Today a Data Platform is expected to process and analyze a multitude of sources spanning batch files, streaming sources, backend databases, REST APIs, and more. There is clearly a need for standardizing the platform that scales and be flexible letting data engineers and data scientists focus on the business problems rather than managing the infrastructure and backend services. Another key aspect of the platform is multi-tenancy to isolate the workloads and able to track cost usage per tenant.
In this talk, Richa Singhal and Esha Shah will cover how to build a scalable Data Platform using Databricks and deploy your data pipelines effectively while managing the costs. The following topics will be covered:
Richa Singhal: Hello everyone, welcome to Data + AI summit 2021. I’m Richa Singhal. Me and my colleague, Esha, are here to talk about managing and scaling data pipelines with Databricks. We are both Senior Data Engineers and a part of Go-To Market Data Engineering team at Atlassian. So little bit about our team, so our team enables marketing and sales teams to drive company growth and strategic business priorities by democratizing the data.
Esha Shah: The main focus of our session is to share how Databricks has helped us scale. We start with who we are, followed by a glimpse of the challenges we faced a few years ago, and then we’ll walk you through how we use Databricks. Now for folks who don’t know about Atlassian, we believe that teams can change the world and it is our mission to unleash the potential in every single team. Our products, some of it you see on the screen, helps team organize, discuss, and complete their work. So over the last five years, we’ve seen rapid growth, in terms of data and also in terms of the users accessing it for insights. And thankfully we’ve been able to scale and keep up with the business’s growing needs, and today we operate on a multi petabytes scale. We’d like to share what we think helped us the most in our journey.
So this is the architecture from five years ago, and as you can see here, our architectural key components are common to most analytics flows. So we ingest data from a bunch of in-house, as well as enterprise sources, in addition to real-time events, using third-party connectors, APIs, event streams, and batch processes. And then for critical sources, we implement change data capture in the transformation layer. Our storage layer consists of a data lake and our analytical data model which is then consumed for operations and analytics. As you can see here, we used to heavily rely on EMR clusters and Spark for all of our ETL use cases, and all of our creating was mainly done using Athena.
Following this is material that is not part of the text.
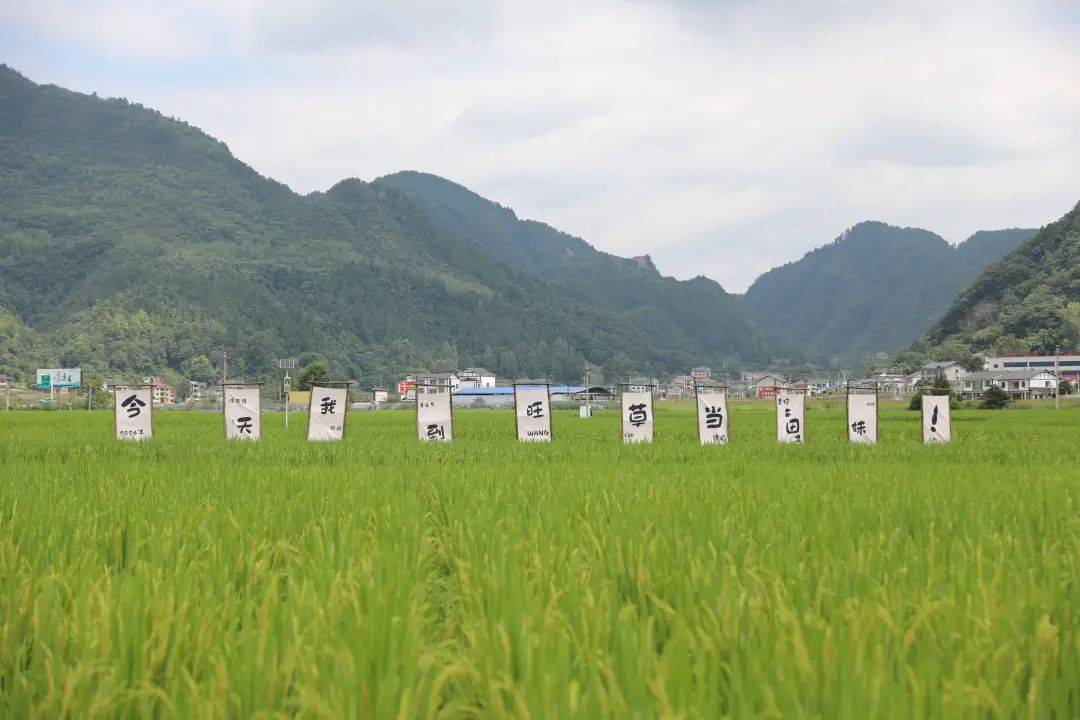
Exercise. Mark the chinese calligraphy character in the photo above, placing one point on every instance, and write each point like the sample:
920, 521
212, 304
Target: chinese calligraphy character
133, 406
Now, with EM, we had the ability to transform data at scale, but we ran into issues. For one, our dev cycle took too long, and even basic development operations were extremely hard. Example, every single time we iterated over code and made changes to code files, those would have to be copied over to the clusters. Accessing and inputting logs was hard, and we had no clear visibility into the historical job runs. Also since we were responsible for spinning up and shutting down clusters, we started running into instances where we’d see idle instances, which continue to exist and add to cost, just because developers had forgotten to shut them down. Now, another major issue for us was cross-team dependencies. Analytics was heavily dependent on data engineering and we gave the engineers on the [inaudible] team.
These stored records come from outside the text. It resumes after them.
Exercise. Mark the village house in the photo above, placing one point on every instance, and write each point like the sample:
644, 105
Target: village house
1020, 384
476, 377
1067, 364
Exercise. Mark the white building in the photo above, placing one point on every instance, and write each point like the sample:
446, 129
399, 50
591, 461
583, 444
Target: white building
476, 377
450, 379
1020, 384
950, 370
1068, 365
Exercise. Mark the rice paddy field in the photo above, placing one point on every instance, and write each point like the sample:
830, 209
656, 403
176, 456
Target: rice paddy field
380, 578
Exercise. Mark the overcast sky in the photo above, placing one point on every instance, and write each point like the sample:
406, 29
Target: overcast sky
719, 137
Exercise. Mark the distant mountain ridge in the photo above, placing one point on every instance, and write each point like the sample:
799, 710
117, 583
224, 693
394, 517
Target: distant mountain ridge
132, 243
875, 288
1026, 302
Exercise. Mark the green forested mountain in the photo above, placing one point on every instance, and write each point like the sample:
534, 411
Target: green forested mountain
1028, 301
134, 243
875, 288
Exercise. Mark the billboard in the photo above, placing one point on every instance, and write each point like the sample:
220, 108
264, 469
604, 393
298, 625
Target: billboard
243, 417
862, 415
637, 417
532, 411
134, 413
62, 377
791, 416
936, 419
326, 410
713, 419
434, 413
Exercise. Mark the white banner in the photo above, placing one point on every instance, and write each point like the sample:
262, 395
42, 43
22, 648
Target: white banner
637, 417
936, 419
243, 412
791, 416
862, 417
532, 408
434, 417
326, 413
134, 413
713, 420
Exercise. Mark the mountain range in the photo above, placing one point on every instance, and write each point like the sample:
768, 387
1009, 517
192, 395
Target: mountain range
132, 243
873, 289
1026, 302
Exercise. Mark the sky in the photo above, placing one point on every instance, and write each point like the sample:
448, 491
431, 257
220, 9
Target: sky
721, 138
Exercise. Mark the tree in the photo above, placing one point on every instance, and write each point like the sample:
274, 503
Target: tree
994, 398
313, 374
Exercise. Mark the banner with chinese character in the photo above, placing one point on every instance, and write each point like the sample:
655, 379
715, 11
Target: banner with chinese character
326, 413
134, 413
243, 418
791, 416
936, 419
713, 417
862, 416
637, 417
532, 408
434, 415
Our biggest overhead was with supporting analysts when it came to creating datasets. Our analysts had to wait on DE to unblock them for basic tasks. Also, when it came to visualization during the depth process or during the UAD process, that was a completely different task, and there was no easy way to share those results. We were dependent on the platform team for all of the cluster management activities, softwares updates, additional libraries, and resource permissions. To add to this, our auto-scaling algorithm, using spot nodes, was blurred, and we constantly run into issues while managing workloads. You could say that collaboration was non-existent unless you were sharing screens, and all context was lost when you shut the clusters down.
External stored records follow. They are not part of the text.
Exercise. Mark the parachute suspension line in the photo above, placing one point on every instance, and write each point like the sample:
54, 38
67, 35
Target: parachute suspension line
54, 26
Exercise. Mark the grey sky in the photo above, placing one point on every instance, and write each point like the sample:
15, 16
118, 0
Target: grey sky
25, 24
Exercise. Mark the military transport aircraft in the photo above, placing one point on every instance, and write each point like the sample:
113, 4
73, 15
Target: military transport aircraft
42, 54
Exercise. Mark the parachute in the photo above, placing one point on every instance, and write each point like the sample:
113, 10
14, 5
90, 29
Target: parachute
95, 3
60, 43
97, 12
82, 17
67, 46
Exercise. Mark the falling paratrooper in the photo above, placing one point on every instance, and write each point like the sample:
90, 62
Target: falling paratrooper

Richa Singhal: So we definitely needed a platform that not only caters to the performance needs of our growing data, but also provides self-service to empower business users and decision makers, to do their job effectively. Standardization, to make data processes consistent across teams. Automation, to provide easy access to data, and improve mobility, and maximize the returns. Agility, to try and be responsive in rapidly changing environment. And last but not the least, is the ability to track and optimize platform and operational cost at scale. So Databricks seem to fit all areas of our checklist and provided much more, and hence our platform team made a decision to invest in Databricks platform. So this is how our data architecture looks today. We started using Databricks platform heavily across four main pillars, highlighted in blue here. So use case including streaming and batch injection, data back fills, change data capture for data processing.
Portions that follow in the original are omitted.